Achalasia and hiatal hernia(Figure4)
With the help of robots, these two diseases can be easily carried out through the thoracic cavity, especially when the hiatal hernia is large and combined with short esophagus, or when these two diseases are combined with esophageal diverticulum or leiomyoma, it is very difficult to operate through the abdominal cavity. A 1cm long incision was made in the 5th intercostal space of the left axillary midline as the first observation port. Then, the electrocoagulation hook and bipolar forceps were respectively placed in the front of the axillary line of the 5th intercostal space and the posterior line of the axillary line of the 8th intercostal space with a length of about 8mm. If necessary, the bipolar inlay was replaced with a needle holder. Another 1cm port was placed between the axillary front and the axillary midline of the third intercostal space as the auxiliary port. Then the robot docking, docking direction in the direction of diaphragm and abdominal cavity as the operation area. Flexible suture and stripping are very conducive to myotomy and organ suture, which has a great advantage compared with thoracoscopic surgery.
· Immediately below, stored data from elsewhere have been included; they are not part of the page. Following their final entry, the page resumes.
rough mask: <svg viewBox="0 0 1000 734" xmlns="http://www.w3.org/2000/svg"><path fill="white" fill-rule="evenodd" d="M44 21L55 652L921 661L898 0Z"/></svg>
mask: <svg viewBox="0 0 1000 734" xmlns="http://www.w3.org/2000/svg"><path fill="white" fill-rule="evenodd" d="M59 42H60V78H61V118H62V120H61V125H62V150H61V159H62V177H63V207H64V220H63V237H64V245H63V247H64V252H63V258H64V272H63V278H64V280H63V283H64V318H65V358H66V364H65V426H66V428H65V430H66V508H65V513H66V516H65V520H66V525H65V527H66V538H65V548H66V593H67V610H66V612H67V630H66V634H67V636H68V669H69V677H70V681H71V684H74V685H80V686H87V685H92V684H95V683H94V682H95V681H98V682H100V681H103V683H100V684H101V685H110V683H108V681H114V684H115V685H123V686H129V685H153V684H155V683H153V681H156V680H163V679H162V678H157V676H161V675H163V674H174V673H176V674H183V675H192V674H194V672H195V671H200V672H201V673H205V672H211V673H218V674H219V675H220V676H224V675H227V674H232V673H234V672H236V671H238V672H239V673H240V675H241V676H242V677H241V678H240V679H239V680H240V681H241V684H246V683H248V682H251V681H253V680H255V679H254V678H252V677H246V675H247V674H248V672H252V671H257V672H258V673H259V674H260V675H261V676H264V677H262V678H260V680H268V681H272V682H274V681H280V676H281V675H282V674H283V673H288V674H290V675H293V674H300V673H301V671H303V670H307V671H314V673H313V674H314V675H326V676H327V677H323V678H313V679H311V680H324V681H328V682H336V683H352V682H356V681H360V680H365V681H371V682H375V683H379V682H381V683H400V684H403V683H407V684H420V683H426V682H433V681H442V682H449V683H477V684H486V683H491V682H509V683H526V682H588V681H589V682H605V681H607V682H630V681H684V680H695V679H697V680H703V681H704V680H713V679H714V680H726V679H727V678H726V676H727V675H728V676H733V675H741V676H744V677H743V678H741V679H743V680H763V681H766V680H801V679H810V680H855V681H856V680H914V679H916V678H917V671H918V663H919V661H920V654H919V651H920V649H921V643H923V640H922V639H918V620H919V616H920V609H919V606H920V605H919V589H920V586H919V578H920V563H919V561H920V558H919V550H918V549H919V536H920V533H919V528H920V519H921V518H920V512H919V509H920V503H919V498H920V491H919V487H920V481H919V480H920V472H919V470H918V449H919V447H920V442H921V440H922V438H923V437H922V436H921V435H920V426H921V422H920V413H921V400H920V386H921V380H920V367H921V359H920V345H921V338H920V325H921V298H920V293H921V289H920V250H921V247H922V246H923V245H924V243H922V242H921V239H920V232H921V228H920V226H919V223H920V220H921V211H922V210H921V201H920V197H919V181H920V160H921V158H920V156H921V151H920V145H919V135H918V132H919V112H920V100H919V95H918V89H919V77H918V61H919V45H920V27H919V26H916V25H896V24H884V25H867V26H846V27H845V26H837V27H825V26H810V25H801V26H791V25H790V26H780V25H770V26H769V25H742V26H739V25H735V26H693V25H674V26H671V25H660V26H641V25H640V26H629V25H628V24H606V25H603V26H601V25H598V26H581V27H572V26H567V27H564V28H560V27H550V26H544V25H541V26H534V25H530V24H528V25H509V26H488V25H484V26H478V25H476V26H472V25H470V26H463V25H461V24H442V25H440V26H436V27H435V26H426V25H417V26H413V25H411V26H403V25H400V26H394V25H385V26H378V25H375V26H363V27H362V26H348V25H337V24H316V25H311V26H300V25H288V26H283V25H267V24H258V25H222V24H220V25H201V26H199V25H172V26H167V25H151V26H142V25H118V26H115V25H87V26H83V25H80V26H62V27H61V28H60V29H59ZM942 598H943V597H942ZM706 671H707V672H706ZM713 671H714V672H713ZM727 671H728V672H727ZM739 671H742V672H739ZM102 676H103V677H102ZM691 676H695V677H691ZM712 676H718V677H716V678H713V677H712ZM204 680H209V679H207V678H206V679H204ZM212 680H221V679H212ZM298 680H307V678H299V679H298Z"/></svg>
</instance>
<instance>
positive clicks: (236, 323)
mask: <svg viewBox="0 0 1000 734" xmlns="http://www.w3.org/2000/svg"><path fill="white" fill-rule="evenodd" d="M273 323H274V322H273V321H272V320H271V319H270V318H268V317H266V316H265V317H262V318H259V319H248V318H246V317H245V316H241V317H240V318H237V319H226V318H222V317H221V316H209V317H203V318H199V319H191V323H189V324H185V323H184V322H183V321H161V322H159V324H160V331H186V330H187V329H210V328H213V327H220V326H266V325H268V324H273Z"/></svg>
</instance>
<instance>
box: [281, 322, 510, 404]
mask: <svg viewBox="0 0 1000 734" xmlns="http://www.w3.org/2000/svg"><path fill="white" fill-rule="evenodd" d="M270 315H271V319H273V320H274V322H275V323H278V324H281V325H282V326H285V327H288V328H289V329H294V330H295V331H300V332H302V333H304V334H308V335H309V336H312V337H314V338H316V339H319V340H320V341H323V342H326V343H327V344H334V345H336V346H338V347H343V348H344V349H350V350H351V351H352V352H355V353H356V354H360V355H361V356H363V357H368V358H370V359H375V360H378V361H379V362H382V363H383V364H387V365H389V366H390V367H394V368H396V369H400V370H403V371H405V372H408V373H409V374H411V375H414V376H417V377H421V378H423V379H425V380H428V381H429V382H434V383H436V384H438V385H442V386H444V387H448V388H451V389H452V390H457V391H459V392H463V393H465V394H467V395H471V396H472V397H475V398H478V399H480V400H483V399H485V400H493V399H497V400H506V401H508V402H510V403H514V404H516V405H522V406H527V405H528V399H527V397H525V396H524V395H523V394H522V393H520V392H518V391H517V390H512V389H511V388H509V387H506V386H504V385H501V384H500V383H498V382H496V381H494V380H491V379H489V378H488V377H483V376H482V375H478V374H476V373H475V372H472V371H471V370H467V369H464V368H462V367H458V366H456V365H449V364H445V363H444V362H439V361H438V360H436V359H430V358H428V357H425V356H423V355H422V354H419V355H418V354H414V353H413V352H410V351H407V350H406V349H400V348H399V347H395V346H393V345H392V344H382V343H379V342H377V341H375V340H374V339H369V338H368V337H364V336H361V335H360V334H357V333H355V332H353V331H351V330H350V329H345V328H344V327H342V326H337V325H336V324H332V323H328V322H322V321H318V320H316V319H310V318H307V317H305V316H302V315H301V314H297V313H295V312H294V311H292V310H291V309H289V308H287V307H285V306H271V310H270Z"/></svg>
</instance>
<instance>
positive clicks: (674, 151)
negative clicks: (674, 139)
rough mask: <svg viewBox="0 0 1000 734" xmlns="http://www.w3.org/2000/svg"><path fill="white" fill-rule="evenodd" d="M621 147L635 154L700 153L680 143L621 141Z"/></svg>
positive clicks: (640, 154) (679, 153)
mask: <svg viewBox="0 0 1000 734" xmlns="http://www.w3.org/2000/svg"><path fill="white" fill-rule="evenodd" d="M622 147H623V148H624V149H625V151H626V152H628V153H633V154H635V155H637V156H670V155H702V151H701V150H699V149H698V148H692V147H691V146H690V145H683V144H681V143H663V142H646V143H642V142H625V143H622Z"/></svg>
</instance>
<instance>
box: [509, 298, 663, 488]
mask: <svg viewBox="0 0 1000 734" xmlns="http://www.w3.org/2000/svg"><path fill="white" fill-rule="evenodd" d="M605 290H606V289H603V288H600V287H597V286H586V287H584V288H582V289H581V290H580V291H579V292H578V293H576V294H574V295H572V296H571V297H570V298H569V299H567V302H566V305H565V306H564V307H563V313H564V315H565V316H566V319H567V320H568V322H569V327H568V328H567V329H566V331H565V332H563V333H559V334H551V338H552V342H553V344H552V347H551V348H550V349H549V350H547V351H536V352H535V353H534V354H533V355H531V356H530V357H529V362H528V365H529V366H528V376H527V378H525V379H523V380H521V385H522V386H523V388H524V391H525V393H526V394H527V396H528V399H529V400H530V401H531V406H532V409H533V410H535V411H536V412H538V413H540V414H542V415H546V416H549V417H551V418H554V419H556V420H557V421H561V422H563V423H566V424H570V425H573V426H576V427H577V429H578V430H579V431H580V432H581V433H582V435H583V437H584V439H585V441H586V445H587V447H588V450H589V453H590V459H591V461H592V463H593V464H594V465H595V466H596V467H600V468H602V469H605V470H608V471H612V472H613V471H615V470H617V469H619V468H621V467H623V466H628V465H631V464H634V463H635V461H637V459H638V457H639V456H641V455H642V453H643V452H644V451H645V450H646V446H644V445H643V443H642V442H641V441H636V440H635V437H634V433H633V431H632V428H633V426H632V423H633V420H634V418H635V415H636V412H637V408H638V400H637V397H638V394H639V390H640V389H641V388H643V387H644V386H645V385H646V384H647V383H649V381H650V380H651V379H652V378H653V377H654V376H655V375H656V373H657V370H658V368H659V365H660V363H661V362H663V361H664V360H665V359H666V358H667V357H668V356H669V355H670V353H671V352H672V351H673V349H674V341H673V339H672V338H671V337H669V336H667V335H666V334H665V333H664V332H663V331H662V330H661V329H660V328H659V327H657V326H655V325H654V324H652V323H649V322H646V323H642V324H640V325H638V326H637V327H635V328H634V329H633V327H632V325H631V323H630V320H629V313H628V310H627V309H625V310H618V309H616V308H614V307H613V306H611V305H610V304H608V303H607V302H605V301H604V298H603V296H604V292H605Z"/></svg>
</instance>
Esophageal diverticulum(Figure 5)
The robot docking is the same as the cardia achalasia, the auxiliary port is placed with a device to pull the esophagus with a belt, and the esophagus is turned according to the position. The diverticulum is freed to the neck of diverticulum using the electric hook, and the muscularis of the diverticulum neck is cut layer by layer to the submucosa, and then the diverticulum was removed with a cutting closure. The transverse smooth muscle bundles at the lower end of the mucosal incision margin were cut off, and the longitudinal smooth muscle was sutured for several stitches to embed the mucosal stump. No leaks were found during endoscopy. Remove the robotic arm and release the drainage tube.
Esophageal cyst(Figure 6)
Robot docking is the same as achalasia, but no auxiliary port is needed. The diameter of the lesion was about 5 cm, which was located in the lower part of the esophagus of the costal sinus of the posterior diaphragm. For better exposure, the middle of the diaphragm is fixed to the chest wall and the lung ligament is separated with a cauterizing hook. The cyst was separated from the adjacent muscle tissue, removed, and finally removed from the pouch (Fig. 4). Again, the muscle layer of the esophagus is repaired by a single stitch fashion.